I have some questions about how a large change in size might affect a chloroplast. I have reasons to believe that somehow this change in chloroplast size results in a cell signal that turns on a developmental gene that I am interested in.

I am working on an photosynthetic organism (Volvox carteri, a multicellular relative of Chlamydomonas reinhardtii) that undergoes a lot of cell divisions in short succession during embryogenesis. A large reproductive cell (55 um diameter) divides into about 2000 much smaller cells (3.3 um diameter). Most of of each cell (before and after embryogenesis) is filled with a single chloroplast. The small cells have a similar morphology to Chlamydomonas reinhardtii.

Now I am curious to know what changes in a small compared to a large chloroplast. Assuming for simplicity sake a sphere, one obvious answer is that the surface-to-volume ratio is higher in a small than in large chloroplast (16 fold).
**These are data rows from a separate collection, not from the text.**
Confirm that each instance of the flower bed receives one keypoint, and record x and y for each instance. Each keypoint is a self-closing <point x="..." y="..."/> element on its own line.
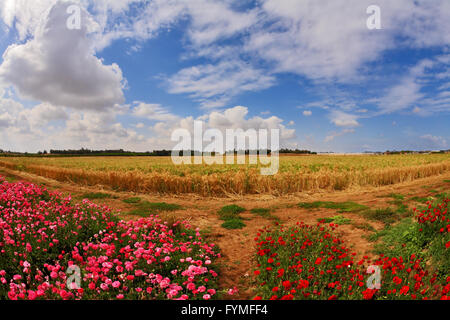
<point x="47" y="244"/>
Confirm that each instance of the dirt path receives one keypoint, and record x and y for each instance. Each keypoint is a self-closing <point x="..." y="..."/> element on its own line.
<point x="238" y="245"/>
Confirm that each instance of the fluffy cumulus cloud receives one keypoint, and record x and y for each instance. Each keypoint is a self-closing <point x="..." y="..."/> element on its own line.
<point x="58" y="65"/>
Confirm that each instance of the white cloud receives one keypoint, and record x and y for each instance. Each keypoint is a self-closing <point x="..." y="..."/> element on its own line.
<point x="232" y="118"/>
<point x="335" y="135"/>
<point x="58" y="66"/>
<point x="434" y="141"/>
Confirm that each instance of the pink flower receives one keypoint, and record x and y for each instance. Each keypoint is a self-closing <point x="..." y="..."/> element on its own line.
<point x="190" y="286"/>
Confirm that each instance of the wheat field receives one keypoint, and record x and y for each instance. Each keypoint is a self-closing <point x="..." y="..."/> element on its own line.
<point x="296" y="174"/>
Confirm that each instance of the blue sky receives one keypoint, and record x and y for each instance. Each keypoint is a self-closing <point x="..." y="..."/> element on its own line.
<point x="137" y="70"/>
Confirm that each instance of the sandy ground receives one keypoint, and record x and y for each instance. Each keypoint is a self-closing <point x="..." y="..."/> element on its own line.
<point x="238" y="246"/>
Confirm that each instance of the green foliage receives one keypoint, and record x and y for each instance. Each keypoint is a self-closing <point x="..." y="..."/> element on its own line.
<point x="337" y="220"/>
<point x="132" y="200"/>
<point x="364" y="226"/>
<point x="385" y="215"/>
<point x="340" y="206"/>
<point x="265" y="213"/>
<point x="97" y="195"/>
<point x="230" y="212"/>
<point x="396" y="196"/>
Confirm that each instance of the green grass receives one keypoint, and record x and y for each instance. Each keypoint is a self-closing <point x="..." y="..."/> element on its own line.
<point x="233" y="224"/>
<point x="403" y="239"/>
<point x="385" y="215"/>
<point x="231" y="215"/>
<point x="337" y="220"/>
<point x="342" y="207"/>
<point x="265" y="213"/>
<point x="132" y="200"/>
<point x="420" y="199"/>
<point x="97" y="195"/>
<point x="145" y="208"/>
<point x="364" y="226"/>
<point x="230" y="212"/>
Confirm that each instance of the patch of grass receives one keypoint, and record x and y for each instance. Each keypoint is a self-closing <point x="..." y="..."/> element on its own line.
<point x="364" y="226"/>
<point x="97" y="195"/>
<point x="11" y="179"/>
<point x="403" y="239"/>
<point x="233" y="224"/>
<point x="396" y="202"/>
<point x="340" y="206"/>
<point x="385" y="215"/>
<point x="132" y="200"/>
<point x="420" y="199"/>
<point x="160" y="206"/>
<point x="260" y="211"/>
<point x="230" y="212"/>
<point x="145" y="208"/>
<point x="337" y="220"/>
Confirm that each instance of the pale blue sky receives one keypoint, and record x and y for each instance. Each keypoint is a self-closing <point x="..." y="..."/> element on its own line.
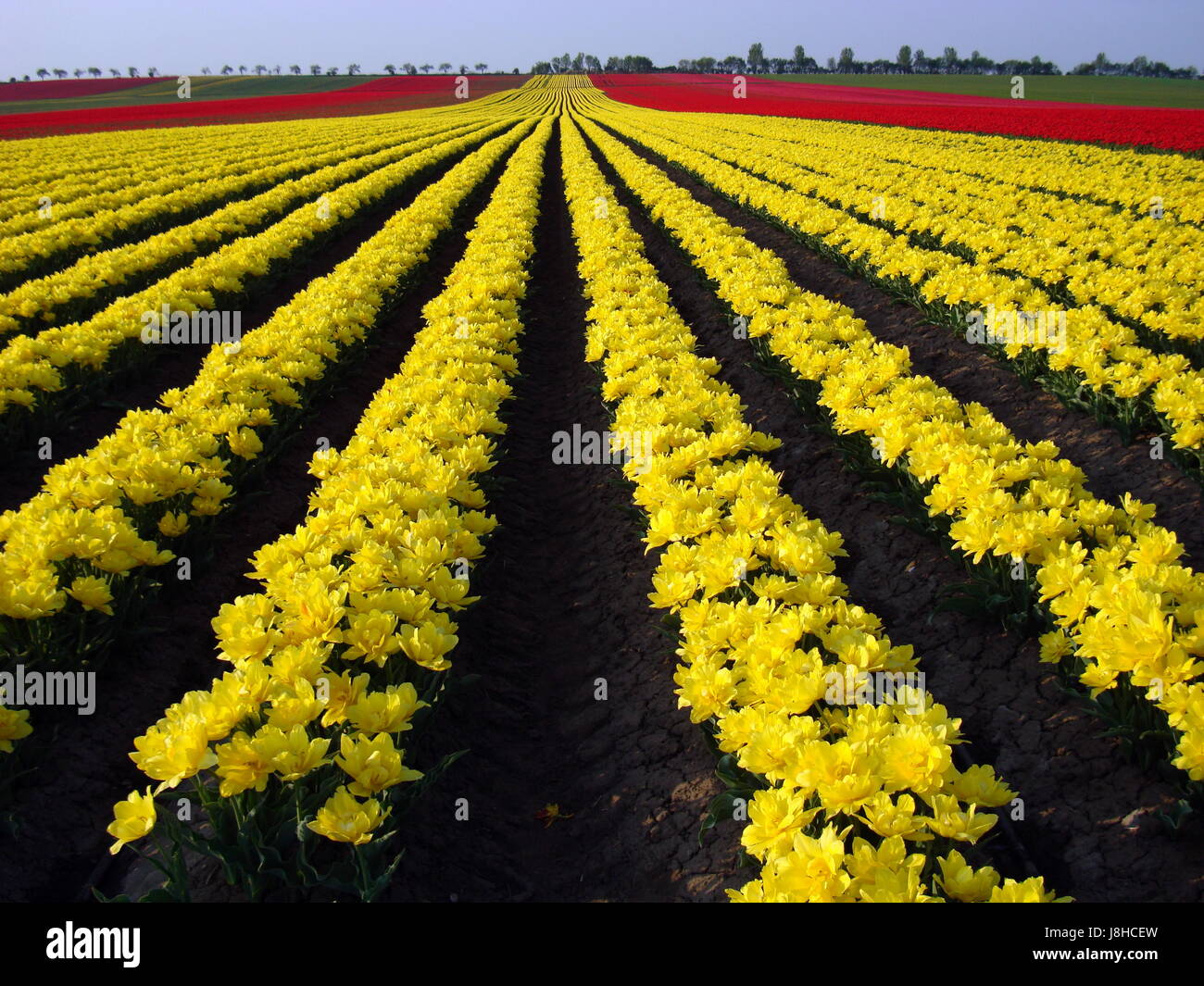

But how does this change in size affect the thylakoid membranes? Since grana are stacks of membranes they are rather like 3 dimensional objects inside the chloroplast, while lamellae would be more like 2 dimensional objects. (I do not know if I apply the concept of fractal dimension here correctly since my understanding of complexity research is on the level of popular science books, but I would say the fractal dimension of grana should be higher than for lamellae).

So analogous to a increase in surface-to-volume ratio from a large to a small chloroplast, I would predict that the lamellae-to-grana ratio also increases.

So my questions are:

1) Is my prediction correct that the lamellae-to-grana ratio should increase from a large to a small chloroplast?

(Or is my prediction just my haphazard application of long-forgotten high school math?)

2) What effect would an increase in lamellae-to-grana ratio have? Might it change the chloroplast redox poise in the dark?

(e.g. since PSI is mostly located in lamellae and PSII in the lamellae the grana, the PSI-to-PSII ratio would also change)

3) Do you have any other suggestions what might change inside a chloroplast due to a change a large to a small size? I would be especially interested to changes in the chloroplast in the dark.

(e.g. the ratio of membrane bound proteins involved in electron transport to electron acceptors in the stroma increases; might this affect the redox poise of the chloroplast in the dark? )

4) Could the drastic change in chloroplast size result in some sort of stress? How?